March 1st, 2013 by Peter Scott
My second presentation at this year’s RMOUG Training Days was on tuning “realtime data warehouses”; as usual, this paper is now on the Rittman Mead Articles page. Perhaps more accurately my talk was more about my tuning philosophy rather than a cookbook of tuning “rules” to give optimal performance. I don’t think there is a single recipe for guaranteed tuning success; the best we can come up with is set of principles for getting things as right as possible and to keep in our heads that each system has its own unique combinations of hardware, software and data and this interaction modifies the steps we should evaluate in our tuning process. The sub-title of my talk came from an early slide: “Making the Arrow as short as possible”

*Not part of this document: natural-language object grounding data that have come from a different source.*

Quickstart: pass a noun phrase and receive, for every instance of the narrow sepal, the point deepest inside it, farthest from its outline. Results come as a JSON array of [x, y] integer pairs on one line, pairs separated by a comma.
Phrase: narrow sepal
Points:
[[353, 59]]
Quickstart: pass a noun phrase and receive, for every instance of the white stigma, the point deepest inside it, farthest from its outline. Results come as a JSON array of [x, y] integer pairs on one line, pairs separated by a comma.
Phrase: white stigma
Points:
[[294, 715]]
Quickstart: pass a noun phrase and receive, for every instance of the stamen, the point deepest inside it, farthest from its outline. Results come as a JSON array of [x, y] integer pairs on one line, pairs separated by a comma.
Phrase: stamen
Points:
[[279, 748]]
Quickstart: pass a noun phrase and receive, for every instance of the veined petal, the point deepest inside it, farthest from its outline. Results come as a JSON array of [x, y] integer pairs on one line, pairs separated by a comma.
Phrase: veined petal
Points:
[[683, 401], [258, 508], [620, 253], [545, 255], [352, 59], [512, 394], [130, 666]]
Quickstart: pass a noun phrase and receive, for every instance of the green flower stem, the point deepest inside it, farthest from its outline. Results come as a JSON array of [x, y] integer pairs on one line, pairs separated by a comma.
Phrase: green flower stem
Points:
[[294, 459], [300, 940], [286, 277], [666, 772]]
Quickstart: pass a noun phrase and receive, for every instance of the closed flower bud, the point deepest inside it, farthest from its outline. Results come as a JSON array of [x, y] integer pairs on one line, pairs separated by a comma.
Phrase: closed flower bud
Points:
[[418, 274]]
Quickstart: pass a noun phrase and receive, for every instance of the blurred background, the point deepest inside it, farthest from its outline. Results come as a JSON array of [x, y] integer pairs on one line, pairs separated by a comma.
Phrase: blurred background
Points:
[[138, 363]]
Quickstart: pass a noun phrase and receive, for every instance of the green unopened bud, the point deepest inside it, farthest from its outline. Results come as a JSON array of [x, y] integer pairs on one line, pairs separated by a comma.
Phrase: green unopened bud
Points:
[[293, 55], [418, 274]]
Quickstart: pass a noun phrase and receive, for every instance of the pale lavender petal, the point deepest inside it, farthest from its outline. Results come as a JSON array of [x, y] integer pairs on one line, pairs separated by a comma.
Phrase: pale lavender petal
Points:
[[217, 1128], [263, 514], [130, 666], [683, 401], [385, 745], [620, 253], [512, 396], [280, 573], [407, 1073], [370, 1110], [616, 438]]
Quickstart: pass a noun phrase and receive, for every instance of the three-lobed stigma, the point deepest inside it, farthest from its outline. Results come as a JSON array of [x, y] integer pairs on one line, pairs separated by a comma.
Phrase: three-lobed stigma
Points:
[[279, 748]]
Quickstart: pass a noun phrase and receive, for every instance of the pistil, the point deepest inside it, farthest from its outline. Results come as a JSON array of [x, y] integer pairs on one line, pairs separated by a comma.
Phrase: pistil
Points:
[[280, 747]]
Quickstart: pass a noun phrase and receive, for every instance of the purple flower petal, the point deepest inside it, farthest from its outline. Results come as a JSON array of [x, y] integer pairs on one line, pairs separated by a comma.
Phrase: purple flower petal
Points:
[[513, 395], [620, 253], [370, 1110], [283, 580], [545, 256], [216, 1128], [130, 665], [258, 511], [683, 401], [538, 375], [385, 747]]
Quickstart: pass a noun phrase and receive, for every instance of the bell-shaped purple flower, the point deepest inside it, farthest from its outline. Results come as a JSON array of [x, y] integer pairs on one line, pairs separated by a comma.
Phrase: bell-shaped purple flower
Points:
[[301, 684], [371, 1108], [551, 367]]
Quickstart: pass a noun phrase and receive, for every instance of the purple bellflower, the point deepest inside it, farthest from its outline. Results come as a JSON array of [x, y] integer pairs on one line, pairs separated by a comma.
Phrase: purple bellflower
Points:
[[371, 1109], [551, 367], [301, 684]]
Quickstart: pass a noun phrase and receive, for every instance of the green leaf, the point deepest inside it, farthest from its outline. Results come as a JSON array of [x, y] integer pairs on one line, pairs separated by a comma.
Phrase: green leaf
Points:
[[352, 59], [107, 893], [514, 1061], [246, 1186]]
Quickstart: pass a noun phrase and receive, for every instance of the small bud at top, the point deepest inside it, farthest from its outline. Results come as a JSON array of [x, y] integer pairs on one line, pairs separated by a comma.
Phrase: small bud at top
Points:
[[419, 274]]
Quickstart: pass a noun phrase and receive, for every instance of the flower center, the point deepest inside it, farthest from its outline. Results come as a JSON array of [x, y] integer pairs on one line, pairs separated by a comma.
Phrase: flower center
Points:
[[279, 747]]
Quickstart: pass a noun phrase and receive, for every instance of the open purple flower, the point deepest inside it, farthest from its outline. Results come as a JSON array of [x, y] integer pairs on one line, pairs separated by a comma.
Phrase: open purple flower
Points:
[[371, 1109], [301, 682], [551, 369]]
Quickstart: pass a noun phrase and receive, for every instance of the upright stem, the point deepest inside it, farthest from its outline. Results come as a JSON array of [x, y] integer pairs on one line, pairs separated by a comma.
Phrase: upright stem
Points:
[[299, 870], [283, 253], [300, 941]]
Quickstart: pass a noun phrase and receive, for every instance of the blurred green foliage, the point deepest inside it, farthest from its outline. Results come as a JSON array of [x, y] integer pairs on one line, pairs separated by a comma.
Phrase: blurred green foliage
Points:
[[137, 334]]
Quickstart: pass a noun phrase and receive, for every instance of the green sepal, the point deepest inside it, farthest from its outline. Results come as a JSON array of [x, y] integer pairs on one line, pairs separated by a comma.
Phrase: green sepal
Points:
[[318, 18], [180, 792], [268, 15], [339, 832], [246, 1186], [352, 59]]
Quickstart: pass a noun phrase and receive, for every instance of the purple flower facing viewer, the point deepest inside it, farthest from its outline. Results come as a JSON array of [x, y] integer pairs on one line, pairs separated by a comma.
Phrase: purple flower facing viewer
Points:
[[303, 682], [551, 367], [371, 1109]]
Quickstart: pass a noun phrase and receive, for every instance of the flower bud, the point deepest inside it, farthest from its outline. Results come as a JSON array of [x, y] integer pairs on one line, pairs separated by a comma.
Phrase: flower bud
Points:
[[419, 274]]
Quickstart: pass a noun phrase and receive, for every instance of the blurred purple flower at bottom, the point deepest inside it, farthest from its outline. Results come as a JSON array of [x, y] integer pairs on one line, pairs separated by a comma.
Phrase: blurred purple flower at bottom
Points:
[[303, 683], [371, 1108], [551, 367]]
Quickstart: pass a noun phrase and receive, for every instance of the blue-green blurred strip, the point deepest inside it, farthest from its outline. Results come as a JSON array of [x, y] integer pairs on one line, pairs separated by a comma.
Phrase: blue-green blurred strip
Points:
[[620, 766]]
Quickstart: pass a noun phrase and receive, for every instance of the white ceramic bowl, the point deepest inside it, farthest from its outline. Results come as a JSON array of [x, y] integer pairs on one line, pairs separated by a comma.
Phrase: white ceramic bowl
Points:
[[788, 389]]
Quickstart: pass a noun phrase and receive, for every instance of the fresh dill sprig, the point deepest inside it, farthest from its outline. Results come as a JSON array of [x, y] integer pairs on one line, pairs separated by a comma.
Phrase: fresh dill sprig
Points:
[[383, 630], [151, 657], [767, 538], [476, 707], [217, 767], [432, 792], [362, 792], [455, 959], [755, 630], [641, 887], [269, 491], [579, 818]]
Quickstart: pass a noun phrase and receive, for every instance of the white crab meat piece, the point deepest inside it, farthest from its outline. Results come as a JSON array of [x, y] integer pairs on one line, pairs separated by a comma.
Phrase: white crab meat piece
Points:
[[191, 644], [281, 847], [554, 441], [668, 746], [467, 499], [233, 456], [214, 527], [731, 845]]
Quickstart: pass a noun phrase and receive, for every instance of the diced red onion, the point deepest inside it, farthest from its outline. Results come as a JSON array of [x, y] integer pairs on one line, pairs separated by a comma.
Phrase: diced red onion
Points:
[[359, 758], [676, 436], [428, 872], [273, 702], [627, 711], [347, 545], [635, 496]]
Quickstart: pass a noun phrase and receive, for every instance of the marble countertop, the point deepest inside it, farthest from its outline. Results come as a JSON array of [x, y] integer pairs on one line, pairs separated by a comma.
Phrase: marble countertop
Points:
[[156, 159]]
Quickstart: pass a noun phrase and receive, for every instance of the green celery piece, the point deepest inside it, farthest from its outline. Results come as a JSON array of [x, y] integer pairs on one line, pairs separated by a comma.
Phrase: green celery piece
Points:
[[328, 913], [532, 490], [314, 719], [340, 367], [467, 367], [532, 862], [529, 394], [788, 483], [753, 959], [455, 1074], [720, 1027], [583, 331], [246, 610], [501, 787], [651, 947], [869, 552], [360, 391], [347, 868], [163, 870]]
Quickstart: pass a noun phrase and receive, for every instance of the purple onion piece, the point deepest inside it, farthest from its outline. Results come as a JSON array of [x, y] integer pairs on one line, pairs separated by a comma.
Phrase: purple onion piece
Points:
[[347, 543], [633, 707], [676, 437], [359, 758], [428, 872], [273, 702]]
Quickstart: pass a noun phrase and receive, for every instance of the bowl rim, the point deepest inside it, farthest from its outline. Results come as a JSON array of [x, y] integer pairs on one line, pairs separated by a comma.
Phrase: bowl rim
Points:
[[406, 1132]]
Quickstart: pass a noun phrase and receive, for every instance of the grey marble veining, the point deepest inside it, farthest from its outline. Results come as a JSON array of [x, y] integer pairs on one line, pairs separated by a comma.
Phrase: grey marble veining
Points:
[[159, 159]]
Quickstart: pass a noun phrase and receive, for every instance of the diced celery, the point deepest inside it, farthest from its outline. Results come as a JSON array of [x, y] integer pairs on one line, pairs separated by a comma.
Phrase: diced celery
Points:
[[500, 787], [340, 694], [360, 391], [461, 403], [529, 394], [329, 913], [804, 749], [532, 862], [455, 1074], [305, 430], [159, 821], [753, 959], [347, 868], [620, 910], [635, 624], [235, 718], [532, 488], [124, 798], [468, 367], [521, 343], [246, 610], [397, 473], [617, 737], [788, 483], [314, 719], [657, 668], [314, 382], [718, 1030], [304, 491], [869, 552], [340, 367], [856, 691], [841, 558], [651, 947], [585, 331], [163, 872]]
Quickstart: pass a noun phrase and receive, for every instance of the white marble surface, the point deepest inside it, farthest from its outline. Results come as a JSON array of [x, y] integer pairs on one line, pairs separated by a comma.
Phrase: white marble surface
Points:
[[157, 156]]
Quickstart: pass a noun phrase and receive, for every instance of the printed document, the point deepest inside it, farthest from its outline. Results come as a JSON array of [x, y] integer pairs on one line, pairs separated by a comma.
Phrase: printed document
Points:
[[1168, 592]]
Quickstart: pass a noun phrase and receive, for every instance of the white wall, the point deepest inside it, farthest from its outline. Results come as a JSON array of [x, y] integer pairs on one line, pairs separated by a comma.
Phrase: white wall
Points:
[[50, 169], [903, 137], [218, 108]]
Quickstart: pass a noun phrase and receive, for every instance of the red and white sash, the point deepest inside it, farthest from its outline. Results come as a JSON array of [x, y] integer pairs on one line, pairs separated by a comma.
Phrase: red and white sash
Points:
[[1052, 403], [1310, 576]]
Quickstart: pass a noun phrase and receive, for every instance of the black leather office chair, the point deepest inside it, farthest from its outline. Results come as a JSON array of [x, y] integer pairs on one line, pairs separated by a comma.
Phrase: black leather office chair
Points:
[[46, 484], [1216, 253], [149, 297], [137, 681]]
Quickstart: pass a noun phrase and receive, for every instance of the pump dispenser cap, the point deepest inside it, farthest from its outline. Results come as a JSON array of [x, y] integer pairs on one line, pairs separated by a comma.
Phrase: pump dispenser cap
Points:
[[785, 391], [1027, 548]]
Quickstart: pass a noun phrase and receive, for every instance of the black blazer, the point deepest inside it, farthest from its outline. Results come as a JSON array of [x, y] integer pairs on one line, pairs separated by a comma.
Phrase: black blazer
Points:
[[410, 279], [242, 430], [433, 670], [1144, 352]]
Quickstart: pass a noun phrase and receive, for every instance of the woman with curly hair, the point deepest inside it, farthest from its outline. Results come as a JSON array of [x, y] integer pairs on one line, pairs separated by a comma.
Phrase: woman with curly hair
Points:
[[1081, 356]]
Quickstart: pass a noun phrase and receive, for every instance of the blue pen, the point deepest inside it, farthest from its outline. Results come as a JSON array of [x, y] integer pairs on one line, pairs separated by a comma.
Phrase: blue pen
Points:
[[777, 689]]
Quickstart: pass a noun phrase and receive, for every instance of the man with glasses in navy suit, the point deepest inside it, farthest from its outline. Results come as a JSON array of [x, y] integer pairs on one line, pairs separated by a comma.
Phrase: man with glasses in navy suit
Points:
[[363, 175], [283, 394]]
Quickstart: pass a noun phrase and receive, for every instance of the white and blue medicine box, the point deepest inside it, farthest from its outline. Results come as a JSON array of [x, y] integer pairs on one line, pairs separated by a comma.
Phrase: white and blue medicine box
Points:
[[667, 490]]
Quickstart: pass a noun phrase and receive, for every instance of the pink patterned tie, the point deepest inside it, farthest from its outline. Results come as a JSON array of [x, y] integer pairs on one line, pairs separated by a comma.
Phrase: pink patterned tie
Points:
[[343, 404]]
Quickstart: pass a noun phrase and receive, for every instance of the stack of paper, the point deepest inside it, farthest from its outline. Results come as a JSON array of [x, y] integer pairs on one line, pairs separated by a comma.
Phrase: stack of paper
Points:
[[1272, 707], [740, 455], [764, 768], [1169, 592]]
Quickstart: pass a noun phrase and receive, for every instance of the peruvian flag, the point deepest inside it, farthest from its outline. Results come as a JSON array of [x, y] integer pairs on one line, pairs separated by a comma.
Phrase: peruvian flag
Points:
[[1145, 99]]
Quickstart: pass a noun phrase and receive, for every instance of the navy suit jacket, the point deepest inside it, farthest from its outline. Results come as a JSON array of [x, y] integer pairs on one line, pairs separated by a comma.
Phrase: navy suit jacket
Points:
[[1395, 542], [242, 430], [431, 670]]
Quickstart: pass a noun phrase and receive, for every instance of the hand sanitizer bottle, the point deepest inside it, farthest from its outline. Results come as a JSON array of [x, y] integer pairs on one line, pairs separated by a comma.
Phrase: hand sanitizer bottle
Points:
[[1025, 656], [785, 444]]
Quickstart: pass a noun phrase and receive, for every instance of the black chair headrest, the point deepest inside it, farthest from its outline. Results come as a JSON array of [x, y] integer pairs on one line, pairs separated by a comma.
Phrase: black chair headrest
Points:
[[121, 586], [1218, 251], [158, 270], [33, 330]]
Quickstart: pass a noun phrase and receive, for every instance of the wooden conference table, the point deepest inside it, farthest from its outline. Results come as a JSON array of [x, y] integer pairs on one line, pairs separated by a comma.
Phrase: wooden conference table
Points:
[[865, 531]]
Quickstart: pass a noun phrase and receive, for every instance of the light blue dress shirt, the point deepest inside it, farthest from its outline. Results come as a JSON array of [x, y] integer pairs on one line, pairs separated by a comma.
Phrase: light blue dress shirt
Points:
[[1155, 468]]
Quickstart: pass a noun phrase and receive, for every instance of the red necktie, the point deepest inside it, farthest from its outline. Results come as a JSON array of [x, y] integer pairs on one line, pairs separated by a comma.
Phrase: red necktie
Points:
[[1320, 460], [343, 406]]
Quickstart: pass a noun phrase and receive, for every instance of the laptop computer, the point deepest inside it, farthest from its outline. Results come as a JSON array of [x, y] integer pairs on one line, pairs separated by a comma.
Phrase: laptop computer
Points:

Another name for this arrow is “latency”, the thing that stops “realtime” from actually being “same time”. We will never have no arrow as the act of observing the event at source and reacting to output at target will always add some amount of delay to the data flow. I discussed this in a paper for the Evaluation Centre.
Rather than present my RMOUG talk here I will take a step back and write about how I go about improving performance in a data warehouse ETL.
Firstly, if we set out to improve performance we need to measure it, or else how can we be confident that we have “improved” things. This measurement can be as crude as clock time to run an ETL step, a throughput measure such as rows inserted per minute or we can really delve into performance and look fine detail such as number and type of database waits. I tend to start with coarse measurements. I do this for two simple reasons: execution time or throughput is often the business visible metric that is the basis of the problem perceived by the customer; and, from my experience of many data warehouses, the code as implemented may not be doing what the designers wanted, and there is little merit in tuning a process to do the “wrong thing” more quickly. I therefore take as my starting point what the business wants to achieve in the ETL step and not the query being run. Here I see four kinds of problems:
- The code used does not answer the business requirement.
- The query has a flaw that causes it to process too much data.
- The code uses inappropriate techniques.
- The process has redundant steps.
Fortunately, the first cause is rare, probably because it is usually spotted and resolved long before moving from developement to to production. Processing too much data should be easy to detect if the ETL process is adequately instrumented; If a business has 4000 customers who each make two transactions a day and if we are loading 14 million customer transactions per day there is something very wrong in the process. Just doing simple calculations of expected data volume and comparing that with actual loads can readily spot this type of thing – we can then dive down to isolate the cause, which is often incorrect joins or a missing source data filter. As I found at one customer site, it is quite possible to load far too much data without affecting the values reported in the user query tools; ETL logic flaws do not always lead to obvious data aggregation problems.
Too many times I have seen code created by developers that have insufficient understanding of what a relational database can do or what a particular vendor’s database can do. I have seen people calculating the first of the month by taking the date, converting it to a string, then concatenate the “month and year” substring on to the literal “01 before converting it back to a date” because they don’t know you can do this in a single function (TRUNC) in Oracle . I have seen developers re-inventing database joins as procedural steps (often they hand code nested loops!) rather than letting the database do it. I have seen others look for change in a row by computing the MD5 hash of the concatenated columns of the new row and comparing it to the previous MD5 hash for the original row. Don’t get me wrong, MD5 hashing can work but it is so compute intensive that it can starve the database of vital CPU resource; For change detection I much prefer to use the mainstays of set based ETL: MINUS operators or simple outer joins between new and old data and looking for inequality between columns.
Once I am sure I am looking at the right problem I can go about optimising performance. I tend to start with OEM12c and the SQL Monitoring reports or good old fashioned EXPLAIN. Just getting the cardinalities right can help the CBO to do wonders. But accurate CBO costings are not always the solution, it is this stage that I start to look at the more physical aspects of design such as partitioning, parallel (assuming these are licensed), memory, concurrent activity, indexing and the way the tables are defined. More on this in another blog.